Cuando, transcurridos doce años de su primer adiós, Nora y Hae Sung –incorporados respectivamente por una luminosa Greta Lee y por un melancólico, quizá más apagado, Teo Yoo, aunque el papel así lo requiere– retoman el contacto a través de las redes sociales, se crea la expectativa de un amor recuperado. Pero ella ahora vive en Nueva York, él sigue en Seúl, y sus planes personales les mantienen alejados. Habrán de pasar otros doce años para que se reencuentren físicamente, cuando Nora ya está casada con un escritor como ella y la posibilidad de que pueda pasar algo con su amor de adolescencia se ve claramente reducida. He ahí la tercera pata de ese triángulo: un reflexivo y sólido John Magaro da vida al autor judío marido de Nora, Arthur Zaturansky.

A diferencia de lo que ocurriría en otros filmes, en que los dos hombres lucharían por el amor de la protagonista, aquí la directora huye del cliché y retrata a un empático Hae Sung, quien confiesa a Nora sentirse dolido porque le haya caído bien su marido, y sobre todo a un comprensivo Arthur. “Ha hecho 13 horas de vuelo para venir. No voy a prohibirte verlo”, asegura antes de que los que fueran novios de adolescentes vuelvan a coincidir, esta vez en Nueva York. Además, una observación de Zaturansky condensa lo que muchos podrían pensar al ver la película, o lo que podría sobrevolar la cabeza de la pareja de surcoreanos, cuando habla de esos amores de infancia que se reencuentran veinte años después y descubren que están hechos el uno para el otro, y se refiere a sí mismo, aunque lejos está de eso, como “el malvado marido estadounidense blanco” que se interpone en su destino.

Así, Hae Sung viaja después de haber roto con su más reciente novia y durante su visita se juega con esa idea: desde el fuerte abrazo con que Nora lo estrecha cuando vuelven a verse o sus expresiones de alegría, hasta el interminable plano en que están juntos por última vez esperando un Uber, pasando por el incansable intercambio de miradas, las risas y sonrisas compartidas, y las manos que están cerca de acariciarse pero que nunca lo hacen.
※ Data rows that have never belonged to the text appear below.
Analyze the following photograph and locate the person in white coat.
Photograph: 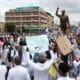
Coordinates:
[7,57,30,80]
[27,51,55,80]
[0,54,7,80]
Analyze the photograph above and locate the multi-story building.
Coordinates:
[5,6,54,32]
[0,22,5,32]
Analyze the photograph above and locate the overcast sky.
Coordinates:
[0,0,80,24]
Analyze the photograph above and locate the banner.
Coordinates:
[56,36,73,55]
[26,35,49,53]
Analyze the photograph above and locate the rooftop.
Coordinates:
[15,6,44,11]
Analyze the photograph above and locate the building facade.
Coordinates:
[5,6,54,32]
[0,22,5,32]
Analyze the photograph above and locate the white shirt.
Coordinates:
[8,66,30,80]
[0,65,7,80]
[27,52,55,80]
[57,77,75,80]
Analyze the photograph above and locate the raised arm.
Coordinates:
[56,7,60,17]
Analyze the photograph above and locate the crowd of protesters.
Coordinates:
[0,8,80,80]
[0,25,80,80]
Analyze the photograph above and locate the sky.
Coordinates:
[0,0,80,24]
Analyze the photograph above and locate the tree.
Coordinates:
[5,22,16,33]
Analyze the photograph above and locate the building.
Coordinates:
[5,6,54,33]
[0,22,5,32]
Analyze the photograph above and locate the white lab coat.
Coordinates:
[0,65,7,80]
[27,52,55,80]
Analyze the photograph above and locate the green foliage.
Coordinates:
[5,22,16,33]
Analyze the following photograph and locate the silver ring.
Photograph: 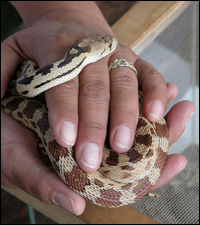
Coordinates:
[109,59,138,76]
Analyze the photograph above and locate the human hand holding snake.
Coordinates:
[2,1,194,214]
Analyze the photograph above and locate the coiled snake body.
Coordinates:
[1,35,168,207]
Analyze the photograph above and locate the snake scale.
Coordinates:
[1,34,169,207]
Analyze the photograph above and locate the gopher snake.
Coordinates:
[1,35,169,207]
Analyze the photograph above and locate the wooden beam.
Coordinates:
[112,1,190,54]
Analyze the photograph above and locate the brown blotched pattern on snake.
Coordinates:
[1,35,169,207]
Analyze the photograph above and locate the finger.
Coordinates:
[165,101,195,145]
[75,57,110,172]
[135,58,167,122]
[110,46,139,153]
[45,77,79,147]
[2,112,85,215]
[151,101,195,191]
[150,154,187,191]
[166,83,178,104]
[1,35,25,98]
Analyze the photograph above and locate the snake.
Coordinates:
[1,34,169,208]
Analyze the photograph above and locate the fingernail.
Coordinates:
[113,125,132,149]
[185,111,195,124]
[149,100,162,120]
[168,95,177,104]
[81,142,100,168]
[60,121,76,146]
[53,193,78,216]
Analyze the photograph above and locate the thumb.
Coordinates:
[1,35,26,99]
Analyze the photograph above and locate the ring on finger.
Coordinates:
[109,59,138,76]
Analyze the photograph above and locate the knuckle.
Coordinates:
[80,80,109,100]
[112,72,138,90]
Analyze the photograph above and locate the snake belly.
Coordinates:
[1,35,169,207]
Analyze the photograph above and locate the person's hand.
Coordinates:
[1,2,194,215]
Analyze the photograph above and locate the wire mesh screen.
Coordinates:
[132,2,199,224]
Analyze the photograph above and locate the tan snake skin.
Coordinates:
[1,35,169,207]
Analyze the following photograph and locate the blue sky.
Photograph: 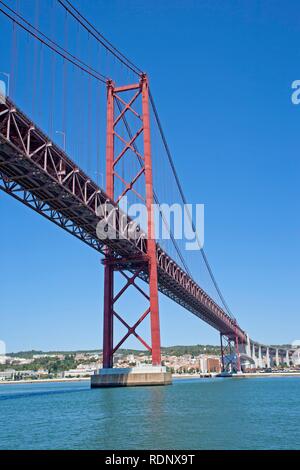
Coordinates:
[0,0,300,351]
De la mano maestra de la directora, asistimos a todo un ejercicio de amor no consumado, de relación potencial frustrada, del cuasiparadigma del amor imposible.
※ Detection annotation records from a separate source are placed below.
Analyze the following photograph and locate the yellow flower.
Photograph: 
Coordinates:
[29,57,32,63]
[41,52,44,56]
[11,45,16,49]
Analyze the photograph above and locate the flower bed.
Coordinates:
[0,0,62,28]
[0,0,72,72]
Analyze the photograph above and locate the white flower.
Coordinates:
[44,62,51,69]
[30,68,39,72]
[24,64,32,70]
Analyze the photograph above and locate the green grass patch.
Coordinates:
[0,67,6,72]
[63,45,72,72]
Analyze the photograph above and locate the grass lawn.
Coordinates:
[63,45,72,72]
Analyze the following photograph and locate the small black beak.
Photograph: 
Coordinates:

Volviendo al destino que une y aleja sus caminos, en la cinta aparece el concepto de in-yeon, una palabra coreana que Nora traduce precisamente como “destino” o “providencia”. Es algo que se arrastra de existencias anteriores, de vidas pasadas, y que ocurre, por ejemplo, cuando dos desconocidos se cruzan por la calle y su ropa se roza sin querer. Pero para que en esta vida dos personas elijan estar juntas o casarse, como nos cuenta la protagonista, “es porque se han formado 8.000 capas de in-yeon entre ellas”. Eso nos lleva al planteamiento de que también Nora y Arthur se deben de haber cruzado muchas veces en otras vidas.

En ese sentido, la escena inicial en que los tres están sentados a la barra de un bar no solo resulta reveladora, sino que funciona muy bien como prólogo de lo que está por venir. Ese diálogo de dos personas fuera de campo sobre lo que vemos en pantalla –y que especula con que “los dos asiáticos” sean pareja y el chico blanco, su guía turístico, o bien que este y la chica sean pareja y el tercero, el hermano de ella– es un interesante avance que se responde a lo largo del filme. La secuencia se retoma y se desarrolla hacia el final de película, pero en ese punto aún no sabemos cómo va a terminar el triángulo amoroso.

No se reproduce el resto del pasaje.